Botanists have never found a broad bean in the wild and possibly the wild ancestor is now extinct. Yet we know from archaeological evidence that they (along with chick peas, peas and lentils) have been an important part of the Mediterranean and North African diet for six thousand years. They are still widely grown in Egypt, Iran, Greece and Ethiopia.
Seeds were deposited with the dead in ancient Egypt, but they were considered food for the slaves not the Pharaohs. Herodotus, the Greek Historian, even claimed that Egyptian priests would not even look at beans, let alone eat them. Early Roman Christians cooked broad beans with sage on the Day of the Dead, 2 November, a tradition which developed into making bean-shaped, almond biscuits known in Italy as fave dei morti or 'beans of the dead'.
The Celtic peoples are thought to have eaten beans only at funeral feasts, perhaps the origin of the word beanfeasts or beanos. The propensity for broad beans to make the eater flatulent seems to be have crudely associated with spiritual rebirth.
Early broad beans were black- seeded, but pale-seeded forms were with us by Roman times and beans were used in Roman elections. A black seed meant no, a pale one yes. Pliny noted their nitrogen-fixing properties and recorded that were ploughed in as they were about to flower to enhance the ground in the same way a more-usual green manure crop would be used today. This seems a shame as bean flowers are highly fragrant.
Broad beans were taken to America by the Settlers and became known as faba beans - after their Latin name. They didn’t catch on in North America and were subsequently grown more in South America. Today Brazil is a leading exporter.

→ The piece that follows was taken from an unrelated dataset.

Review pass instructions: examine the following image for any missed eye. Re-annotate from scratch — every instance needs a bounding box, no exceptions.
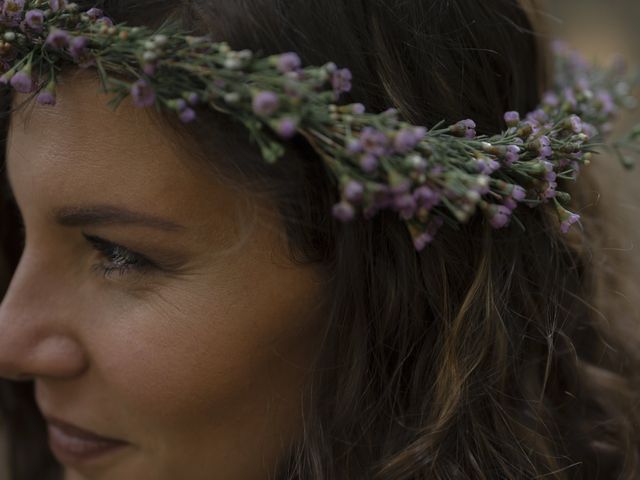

The Huguenots, French Protestant immigrants, arrived in Britain in the late 17th century and bought broad bans with them. These became known as ‘Windsor’ and ‘Sandwich’ - after the places where they successfully grew in fields. Three ‘foreign’ varieties arrived shortly afterwards - ‘Spanish’ and ‘Lisbon’ and they were followed by ‘Magazan’ a variety from Morocco (1755). ‘Windsor’ varieties date from 1729 and they are still grown today. ‘Aquadulce’ is another heritage variety from the 1850s and it came from Spain.
The pretty Crimson Flowered Broad Bean is even earlier, dating from the end of the 18th century. It may have been lost forever, but one old lady had been saving the seeds every year and she donated some to Garden Organic’s Heritage Seed Library in 1978. Her father had grown it as a boy and he always kept it going.